Resource Monitoring

This guide will walk you through determining how many resources you should request, what resources are available, and how to monitor your resource consumption once running. Once you have completed this guide you should be able to:

  • Determine the resources you should be requesting
  • View available resources on the Nautilus portal
  • View the CPU and GPU resources you are consuming on Grafana

Prerequisites

This documentation assumes that you have:

Minimum, average, and maximum resource usage

All software requires some computer hardware resources to run properly. Since the computer hardware in the cluster is a finite resource, it’s extremely important to request only the resources that your application needs. If your request is too large, it may not be scheduled on the cluster; too small, and your application may not run properly. Determining the correct resource request requires a good understanding of your applications’ minimum and average resource consumption. More details can be found on Nautilus’ memory allocation policies.

Minimum resource usage

The minimum resource requirements are what your application requires to start up. This means that, if you had the minimum requirements for your program, the program could start without anything else running. It’s imperative that the resources you request are greater than the resources required to start your program. You can determine the minimum hardware requirements for most software applications by searching <your app> minimum hardware requirements.

For example, performing this search for Python yields 2GB of memory and 1 CPU. If we requested these resources we’d likely be able to start Python and perform a simple operation like 1+1, but anything more would require more resources.
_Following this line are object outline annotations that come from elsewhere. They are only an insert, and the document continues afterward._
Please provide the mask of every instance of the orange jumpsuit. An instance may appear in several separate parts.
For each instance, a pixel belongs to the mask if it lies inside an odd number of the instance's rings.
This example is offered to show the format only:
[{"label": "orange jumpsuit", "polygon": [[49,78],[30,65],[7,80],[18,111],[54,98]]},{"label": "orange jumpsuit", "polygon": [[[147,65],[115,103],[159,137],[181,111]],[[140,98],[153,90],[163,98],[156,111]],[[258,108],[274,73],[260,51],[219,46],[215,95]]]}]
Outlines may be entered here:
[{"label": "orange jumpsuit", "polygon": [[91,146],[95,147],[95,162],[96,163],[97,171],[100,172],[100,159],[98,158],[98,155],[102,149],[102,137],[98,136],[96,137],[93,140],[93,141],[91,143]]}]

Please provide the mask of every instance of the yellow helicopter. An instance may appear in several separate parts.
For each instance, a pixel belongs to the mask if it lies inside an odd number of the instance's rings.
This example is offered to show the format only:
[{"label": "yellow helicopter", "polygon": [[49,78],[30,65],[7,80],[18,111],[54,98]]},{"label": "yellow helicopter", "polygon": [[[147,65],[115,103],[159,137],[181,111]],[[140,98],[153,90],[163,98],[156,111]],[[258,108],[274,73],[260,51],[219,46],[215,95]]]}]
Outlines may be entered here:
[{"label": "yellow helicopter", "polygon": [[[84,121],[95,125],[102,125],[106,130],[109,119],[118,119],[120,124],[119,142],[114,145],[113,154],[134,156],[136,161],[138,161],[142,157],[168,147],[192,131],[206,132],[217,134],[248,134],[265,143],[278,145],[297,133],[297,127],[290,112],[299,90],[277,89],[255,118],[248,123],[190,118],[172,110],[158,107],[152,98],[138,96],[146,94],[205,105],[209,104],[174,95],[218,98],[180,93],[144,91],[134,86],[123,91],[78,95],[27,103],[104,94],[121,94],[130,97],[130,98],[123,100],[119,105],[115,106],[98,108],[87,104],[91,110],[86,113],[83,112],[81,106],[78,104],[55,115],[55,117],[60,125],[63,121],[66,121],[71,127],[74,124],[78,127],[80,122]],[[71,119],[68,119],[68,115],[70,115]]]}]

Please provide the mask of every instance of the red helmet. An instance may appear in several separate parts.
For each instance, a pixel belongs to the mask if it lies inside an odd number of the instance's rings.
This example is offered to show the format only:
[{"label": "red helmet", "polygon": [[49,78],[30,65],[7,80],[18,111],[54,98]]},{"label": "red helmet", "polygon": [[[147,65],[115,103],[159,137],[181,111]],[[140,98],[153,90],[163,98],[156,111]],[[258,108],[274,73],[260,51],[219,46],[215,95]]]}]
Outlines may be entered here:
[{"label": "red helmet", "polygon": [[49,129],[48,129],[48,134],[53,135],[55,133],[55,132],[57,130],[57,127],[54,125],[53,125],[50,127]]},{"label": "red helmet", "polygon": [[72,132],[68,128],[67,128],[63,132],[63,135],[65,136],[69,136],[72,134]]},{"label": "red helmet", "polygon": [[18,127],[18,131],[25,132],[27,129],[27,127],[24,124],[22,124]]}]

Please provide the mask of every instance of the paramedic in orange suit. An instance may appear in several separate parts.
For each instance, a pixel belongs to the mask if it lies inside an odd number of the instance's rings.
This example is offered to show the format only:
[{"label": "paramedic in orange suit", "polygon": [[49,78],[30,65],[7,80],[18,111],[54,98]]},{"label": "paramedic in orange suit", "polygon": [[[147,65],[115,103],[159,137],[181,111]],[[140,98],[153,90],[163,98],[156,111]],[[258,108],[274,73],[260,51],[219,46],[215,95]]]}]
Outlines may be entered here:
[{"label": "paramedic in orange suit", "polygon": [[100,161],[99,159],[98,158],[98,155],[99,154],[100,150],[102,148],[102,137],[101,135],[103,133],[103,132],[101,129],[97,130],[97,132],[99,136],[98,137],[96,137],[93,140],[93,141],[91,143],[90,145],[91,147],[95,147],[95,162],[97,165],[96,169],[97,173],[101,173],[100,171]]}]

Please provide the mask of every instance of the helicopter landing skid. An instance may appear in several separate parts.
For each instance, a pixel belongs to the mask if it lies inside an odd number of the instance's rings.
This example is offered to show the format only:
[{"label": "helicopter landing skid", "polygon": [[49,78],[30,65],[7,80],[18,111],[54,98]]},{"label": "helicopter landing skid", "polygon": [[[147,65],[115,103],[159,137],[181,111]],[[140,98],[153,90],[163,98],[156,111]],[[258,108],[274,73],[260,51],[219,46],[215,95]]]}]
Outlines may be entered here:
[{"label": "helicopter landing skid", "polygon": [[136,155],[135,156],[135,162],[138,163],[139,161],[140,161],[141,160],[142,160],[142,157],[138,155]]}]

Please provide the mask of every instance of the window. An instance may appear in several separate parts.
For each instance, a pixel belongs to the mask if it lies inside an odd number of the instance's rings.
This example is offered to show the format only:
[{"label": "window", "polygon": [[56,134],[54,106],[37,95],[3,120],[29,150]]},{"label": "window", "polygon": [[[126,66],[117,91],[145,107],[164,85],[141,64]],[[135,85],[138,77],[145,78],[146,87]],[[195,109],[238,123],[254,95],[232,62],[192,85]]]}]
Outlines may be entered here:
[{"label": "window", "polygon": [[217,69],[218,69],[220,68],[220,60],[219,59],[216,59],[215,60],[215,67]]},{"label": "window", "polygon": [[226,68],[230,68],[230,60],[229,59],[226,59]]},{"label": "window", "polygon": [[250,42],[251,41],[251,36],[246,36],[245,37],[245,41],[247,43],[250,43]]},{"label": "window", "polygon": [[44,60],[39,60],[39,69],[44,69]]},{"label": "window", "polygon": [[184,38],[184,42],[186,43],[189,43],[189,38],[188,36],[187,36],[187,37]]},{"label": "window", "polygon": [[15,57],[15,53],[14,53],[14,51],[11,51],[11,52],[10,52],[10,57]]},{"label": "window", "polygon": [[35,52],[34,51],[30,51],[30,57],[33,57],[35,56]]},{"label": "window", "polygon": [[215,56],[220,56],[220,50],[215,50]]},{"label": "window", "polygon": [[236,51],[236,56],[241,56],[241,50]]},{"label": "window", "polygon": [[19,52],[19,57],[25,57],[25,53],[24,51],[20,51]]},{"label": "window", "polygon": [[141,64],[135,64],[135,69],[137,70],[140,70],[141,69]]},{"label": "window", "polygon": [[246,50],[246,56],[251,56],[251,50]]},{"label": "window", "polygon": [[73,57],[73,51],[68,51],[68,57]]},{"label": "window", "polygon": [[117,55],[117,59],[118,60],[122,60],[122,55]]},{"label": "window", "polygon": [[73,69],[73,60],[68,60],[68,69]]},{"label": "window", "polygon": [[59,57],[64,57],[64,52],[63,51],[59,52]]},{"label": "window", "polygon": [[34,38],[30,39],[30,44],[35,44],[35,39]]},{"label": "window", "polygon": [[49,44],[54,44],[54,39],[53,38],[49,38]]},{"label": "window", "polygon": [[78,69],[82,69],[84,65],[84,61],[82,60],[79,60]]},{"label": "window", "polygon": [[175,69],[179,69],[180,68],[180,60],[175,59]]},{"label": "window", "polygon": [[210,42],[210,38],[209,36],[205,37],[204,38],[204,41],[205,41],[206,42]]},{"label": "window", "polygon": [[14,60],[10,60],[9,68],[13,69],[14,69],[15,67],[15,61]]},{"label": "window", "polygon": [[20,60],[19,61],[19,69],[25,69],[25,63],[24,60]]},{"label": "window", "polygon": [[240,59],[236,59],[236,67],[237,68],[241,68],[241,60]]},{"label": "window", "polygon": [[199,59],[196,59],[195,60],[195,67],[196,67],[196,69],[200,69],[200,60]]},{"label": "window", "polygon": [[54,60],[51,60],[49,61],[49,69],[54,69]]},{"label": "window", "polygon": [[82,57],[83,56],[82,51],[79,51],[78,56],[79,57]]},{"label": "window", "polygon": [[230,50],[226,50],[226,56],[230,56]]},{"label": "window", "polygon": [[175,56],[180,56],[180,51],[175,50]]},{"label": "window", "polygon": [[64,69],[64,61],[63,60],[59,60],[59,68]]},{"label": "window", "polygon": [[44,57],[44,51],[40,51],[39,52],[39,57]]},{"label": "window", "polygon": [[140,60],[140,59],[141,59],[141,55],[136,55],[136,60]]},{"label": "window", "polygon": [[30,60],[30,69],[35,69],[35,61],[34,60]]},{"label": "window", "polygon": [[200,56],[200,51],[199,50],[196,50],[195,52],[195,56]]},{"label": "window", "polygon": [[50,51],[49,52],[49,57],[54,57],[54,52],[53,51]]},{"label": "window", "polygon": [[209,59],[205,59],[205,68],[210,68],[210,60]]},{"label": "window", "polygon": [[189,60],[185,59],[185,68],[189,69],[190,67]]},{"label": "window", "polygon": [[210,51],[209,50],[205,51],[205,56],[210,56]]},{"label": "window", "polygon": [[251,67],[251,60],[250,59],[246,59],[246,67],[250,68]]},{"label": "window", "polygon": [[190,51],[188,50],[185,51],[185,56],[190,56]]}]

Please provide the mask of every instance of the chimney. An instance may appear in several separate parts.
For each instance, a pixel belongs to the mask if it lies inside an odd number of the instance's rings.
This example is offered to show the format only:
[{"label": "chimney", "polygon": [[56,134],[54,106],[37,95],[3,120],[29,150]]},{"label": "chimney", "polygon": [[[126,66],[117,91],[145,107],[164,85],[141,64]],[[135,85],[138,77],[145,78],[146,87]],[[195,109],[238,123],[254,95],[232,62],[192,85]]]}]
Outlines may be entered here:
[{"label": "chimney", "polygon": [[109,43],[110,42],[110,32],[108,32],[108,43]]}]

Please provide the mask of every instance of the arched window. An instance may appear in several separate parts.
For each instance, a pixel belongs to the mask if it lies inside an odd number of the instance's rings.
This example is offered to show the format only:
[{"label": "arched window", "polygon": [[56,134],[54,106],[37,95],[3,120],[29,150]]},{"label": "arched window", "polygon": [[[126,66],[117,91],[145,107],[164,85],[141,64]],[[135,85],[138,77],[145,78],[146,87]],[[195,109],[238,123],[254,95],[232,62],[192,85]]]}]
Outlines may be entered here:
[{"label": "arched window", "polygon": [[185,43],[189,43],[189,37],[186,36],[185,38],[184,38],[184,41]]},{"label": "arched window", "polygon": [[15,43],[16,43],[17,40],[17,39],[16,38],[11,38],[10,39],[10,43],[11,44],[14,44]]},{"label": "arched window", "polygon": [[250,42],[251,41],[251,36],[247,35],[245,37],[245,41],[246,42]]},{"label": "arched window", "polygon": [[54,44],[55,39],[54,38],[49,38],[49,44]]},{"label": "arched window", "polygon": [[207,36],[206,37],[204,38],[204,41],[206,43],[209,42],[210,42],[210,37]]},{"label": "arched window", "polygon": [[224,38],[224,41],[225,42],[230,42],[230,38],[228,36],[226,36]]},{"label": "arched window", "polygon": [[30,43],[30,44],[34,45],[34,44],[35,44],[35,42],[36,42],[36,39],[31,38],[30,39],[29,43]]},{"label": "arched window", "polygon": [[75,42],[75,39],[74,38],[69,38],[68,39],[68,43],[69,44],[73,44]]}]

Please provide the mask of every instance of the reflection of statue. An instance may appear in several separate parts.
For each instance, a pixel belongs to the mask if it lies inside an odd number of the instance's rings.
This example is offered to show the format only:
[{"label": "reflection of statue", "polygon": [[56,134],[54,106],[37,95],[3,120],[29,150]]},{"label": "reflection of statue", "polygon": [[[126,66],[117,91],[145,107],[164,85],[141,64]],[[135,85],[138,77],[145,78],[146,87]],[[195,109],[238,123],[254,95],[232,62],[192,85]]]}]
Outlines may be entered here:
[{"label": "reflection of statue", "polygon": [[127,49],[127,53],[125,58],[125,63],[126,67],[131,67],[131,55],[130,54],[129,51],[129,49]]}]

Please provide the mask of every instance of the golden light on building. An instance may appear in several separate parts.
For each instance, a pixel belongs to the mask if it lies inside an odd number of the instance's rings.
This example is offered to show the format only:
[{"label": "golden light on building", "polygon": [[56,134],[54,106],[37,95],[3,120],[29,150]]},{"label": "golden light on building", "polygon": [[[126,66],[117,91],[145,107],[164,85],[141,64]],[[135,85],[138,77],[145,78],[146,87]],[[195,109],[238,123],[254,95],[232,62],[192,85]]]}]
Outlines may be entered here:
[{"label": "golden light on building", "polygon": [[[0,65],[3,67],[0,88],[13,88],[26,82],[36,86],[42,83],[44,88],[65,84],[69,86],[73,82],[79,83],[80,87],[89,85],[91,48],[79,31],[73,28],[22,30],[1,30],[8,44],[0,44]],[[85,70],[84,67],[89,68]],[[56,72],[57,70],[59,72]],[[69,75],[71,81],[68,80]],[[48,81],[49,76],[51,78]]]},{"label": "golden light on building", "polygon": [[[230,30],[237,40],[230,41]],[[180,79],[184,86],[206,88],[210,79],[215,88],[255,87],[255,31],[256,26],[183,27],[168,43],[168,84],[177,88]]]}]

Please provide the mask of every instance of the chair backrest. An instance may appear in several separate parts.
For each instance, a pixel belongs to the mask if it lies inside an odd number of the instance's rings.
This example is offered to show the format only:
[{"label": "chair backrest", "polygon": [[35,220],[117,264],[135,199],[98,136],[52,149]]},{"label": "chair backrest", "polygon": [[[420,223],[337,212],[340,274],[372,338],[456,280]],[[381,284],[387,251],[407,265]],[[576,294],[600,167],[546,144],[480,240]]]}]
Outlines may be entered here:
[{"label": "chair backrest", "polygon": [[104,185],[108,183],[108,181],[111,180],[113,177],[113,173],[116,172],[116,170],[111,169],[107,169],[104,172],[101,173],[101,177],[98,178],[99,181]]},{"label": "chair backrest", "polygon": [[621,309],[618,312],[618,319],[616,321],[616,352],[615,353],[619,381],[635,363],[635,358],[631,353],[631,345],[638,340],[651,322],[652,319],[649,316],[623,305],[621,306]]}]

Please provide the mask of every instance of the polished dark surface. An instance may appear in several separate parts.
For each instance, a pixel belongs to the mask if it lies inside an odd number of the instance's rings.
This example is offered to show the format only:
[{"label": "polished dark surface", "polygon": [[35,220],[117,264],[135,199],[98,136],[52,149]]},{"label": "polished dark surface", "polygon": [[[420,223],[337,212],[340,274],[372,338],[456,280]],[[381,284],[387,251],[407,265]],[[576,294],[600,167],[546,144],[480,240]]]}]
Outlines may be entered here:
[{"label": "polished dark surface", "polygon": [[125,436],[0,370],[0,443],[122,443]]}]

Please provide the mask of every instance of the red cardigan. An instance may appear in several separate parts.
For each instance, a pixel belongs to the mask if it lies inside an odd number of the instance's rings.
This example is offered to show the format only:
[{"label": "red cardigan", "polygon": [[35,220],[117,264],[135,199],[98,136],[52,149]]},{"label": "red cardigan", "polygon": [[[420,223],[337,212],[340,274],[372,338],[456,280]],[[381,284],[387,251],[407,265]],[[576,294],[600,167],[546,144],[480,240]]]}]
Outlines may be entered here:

Average/runtime resource usage

As you begin to use your application it will consume more resources. A great example of this would be loading a large file in code. If your program needs to load a 4GB file, you will need at least 4GB of additional memory since the entire 4GB file is being loaded into memory alongside your application.

This applies to the CPU side as well: any additional operation on top of running your application will require additional CPU. For example, if you start your application without increasing your CPU from its minimum requirements then try to compute the millionth digit of pi you will likely run out of CPU.

If you’d like to see what resources your application is currently consuming see monitoring resource consumption.

Maximum resource usage

Maximum resource usage refers to the peak usage over the lifetime of your program. If your program averages 6GBs of memory consumption while running then takes 12GBs for a few seconds to load a new file, your maxiumum resource usage would be 12GB.

Does my application need a GPU?

How do you know if your application needs a GPU? CPUs are great for general purpose processing, everything needs a CPU to run. On the other hand GPUs are great at parallel processing, meaning they can handle many small calculations happening at once. If you’re not sure, you most likely don’t need a GPU. Some examples of applications that require GPUs could be processing large amounts of images/video, training a machine learning model, or performing simulations.

Available resources on Nautilus

Nautilus provides a resources page that outlines all of the nodes in the cluster and their available resources. A node is another word to describe the computer that the servers are running on, with each row in the table corresponding to a node in the Nautilus cluster. If the resources you are requesting are not available, then your job or notebook may not schedule. You can use this resources page to see what is schedulable in real-time.

  1. Navigate to https://portal.nrp-nautilus.io/.
  2. Click on the Resources tab.
    • Nautilus homepage
  3. Notice the table is filled with all nodes in the cluster, refine your results by putting rci-tide in the Name entry section.
    • Nautilus resources tab with name search
  4. You can check the amount of CPU, GPU, and memory resources available by sorting the respective column that you’re looking for. In general, GPUs are in the highest demand, CPUs in the middle, and memory in the least demand.
    • Sorting the available resources by GPU:
    • Nautilus resources sorted by GPU

Monitoring resource consumption with Grafana

With Grafana, you can observe your namespace’s resource consumption.

Prerequisites

This section of the guide requires knowledge of the namespace and pod name that your application is running on. In the simplest of terms, a namespace represents a grouping of pods; a pod is an instance (usually belonging to one person) that can run an application. If you don’t know these values, the finding namespace and pod names section may help.

Finding namespace and pod names

Service Namespace Pod name template Pod name example
CSU TIDE JupyterHub csu-tide-jupyterhub jupyter-[SSO-ID-URL-Encoded] jupyter-abc12-40humboldt-2eedu
SDSU Research JupyterHub sdsu-rci-jh jupyter-[SDSUid-prefix]-40sdsu-2eedu jupyter-kkrick-40sdsu-2eedu

Monitoring CPU/Memory consumption

  1. Navigate to the Nautilus CPU/memory dashboard.
  2. You will see an empty page showing “No Data.” This is because we haven’t entered a namespace yet. Enter your namespace in the box near the top.
    • Grafana selecting namespace
  3. Once your namespace is selected, you can see all the pods running in that namespace- highlighted in the box on the right.
    • Grafana selected namespace
  4. Scroll down slightly and find your pod name in the box highlighted red, you may need to scroll or sort alphabetically to help your search. Selecting your pod name will take you to a page that only contains your pods information.
    • Grafana pod selection

For more information, including documentation on determining usage with Tensorboard, see Nautilus’ monitoring documentation.

Monitoring GPU consumtion

  1. Navigate to the Nautlius GPU dashboard
  2. The page might be populated with data that you’re not interested in. Make sure your namespace is selected in the top left
    • Grafana selecting namespace
  3. Scroll down slightly and find your pod name in the box highlighted red, you may need to scroll or sort alphabetically to help your search. Selecting your pod name will take you to a page that only contains your pods information.
    • Grafana pod selection